Orwell exposes the reality of the culture of imperialism. He kills the elephant because of the pressure from the Burmese crowd that is staring at him. It ironical that he does not want to kill the elephant even when he is handling the rifle lawfully, yet he still bends to the will of the crowd even with a lot of contradiction from his feelings. By killing the elephant, he is protected by the law and it assisted in maintaining and restoring order and provided meat for the population that was starving. Orwell represents the British while the elephant in this case is a victim of imperialism.

By killing a unique creature, Orwell does what he has to do by the standards of his empire. He may be possibly representing Burma and other countries that were shrunken by imperialism. Orwell is very allegorical in the sense that he keeps shooting the elephant in order to facilitate a quick death, but it makes it worse. This is similar to how Britain thought it was helping these other countries but causing destruction to them in reality.
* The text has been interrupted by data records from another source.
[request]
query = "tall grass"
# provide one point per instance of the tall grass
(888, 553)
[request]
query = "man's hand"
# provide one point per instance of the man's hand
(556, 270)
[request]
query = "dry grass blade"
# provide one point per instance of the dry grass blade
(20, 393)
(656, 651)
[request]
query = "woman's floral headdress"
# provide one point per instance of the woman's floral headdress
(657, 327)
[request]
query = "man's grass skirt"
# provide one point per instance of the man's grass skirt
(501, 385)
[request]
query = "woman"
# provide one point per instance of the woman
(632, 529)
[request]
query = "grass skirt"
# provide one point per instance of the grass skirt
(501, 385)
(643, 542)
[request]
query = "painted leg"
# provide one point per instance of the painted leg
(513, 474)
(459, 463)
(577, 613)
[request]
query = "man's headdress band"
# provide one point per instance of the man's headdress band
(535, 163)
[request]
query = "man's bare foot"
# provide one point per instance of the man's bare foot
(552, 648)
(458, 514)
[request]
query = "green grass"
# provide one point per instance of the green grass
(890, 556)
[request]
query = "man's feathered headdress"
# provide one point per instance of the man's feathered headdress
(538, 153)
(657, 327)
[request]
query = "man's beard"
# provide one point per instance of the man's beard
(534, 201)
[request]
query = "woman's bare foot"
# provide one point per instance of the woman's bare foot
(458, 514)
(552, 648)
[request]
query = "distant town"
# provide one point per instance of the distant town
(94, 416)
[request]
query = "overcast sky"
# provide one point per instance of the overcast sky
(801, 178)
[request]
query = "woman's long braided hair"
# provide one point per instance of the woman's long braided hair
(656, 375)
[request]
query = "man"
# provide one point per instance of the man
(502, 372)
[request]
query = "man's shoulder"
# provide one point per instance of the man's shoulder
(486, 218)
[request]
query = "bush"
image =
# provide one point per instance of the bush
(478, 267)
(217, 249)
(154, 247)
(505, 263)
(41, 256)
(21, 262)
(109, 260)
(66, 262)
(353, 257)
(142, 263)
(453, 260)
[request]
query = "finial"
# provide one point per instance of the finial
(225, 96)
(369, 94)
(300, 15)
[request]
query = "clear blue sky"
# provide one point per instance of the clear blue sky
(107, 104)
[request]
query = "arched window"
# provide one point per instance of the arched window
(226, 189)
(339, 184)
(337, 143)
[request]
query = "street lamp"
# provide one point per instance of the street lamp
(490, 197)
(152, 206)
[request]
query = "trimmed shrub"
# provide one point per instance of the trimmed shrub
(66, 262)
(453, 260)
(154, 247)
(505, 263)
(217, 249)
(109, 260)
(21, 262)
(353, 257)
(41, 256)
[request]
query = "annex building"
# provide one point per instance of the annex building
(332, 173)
Orwell brings out the picture of the elephant eating the grass peacefully. At this time, he feels that the elephant was harmless as it seemed to be settled. At this time, he saw it necessary not to shoot it contrary to the expectations of the crowd. The people from the east who were not natives thought that it was wise to act resolutely without any fear because the Europeans were resolute. Contrary to their thoughts, the British became driven by the will of the native people and acted as a puppet. He acted according to the mood of the crowd because if he left the elephant, the Burmese people would feel he was overwhelmed by fear and thus frightened. At this point, he would become a laughing stock and that is why he went forward and pulled the trigger.

In conclusion, Orwell regards imperialism as wicked. As a soldier, he had seen the oppression of the British Empire practically. Orwell developed a mental conflict, and he had personal reasons to hate the Burmese. The elephant exposed the hollowness of the British Empire and showed them that they were powerless.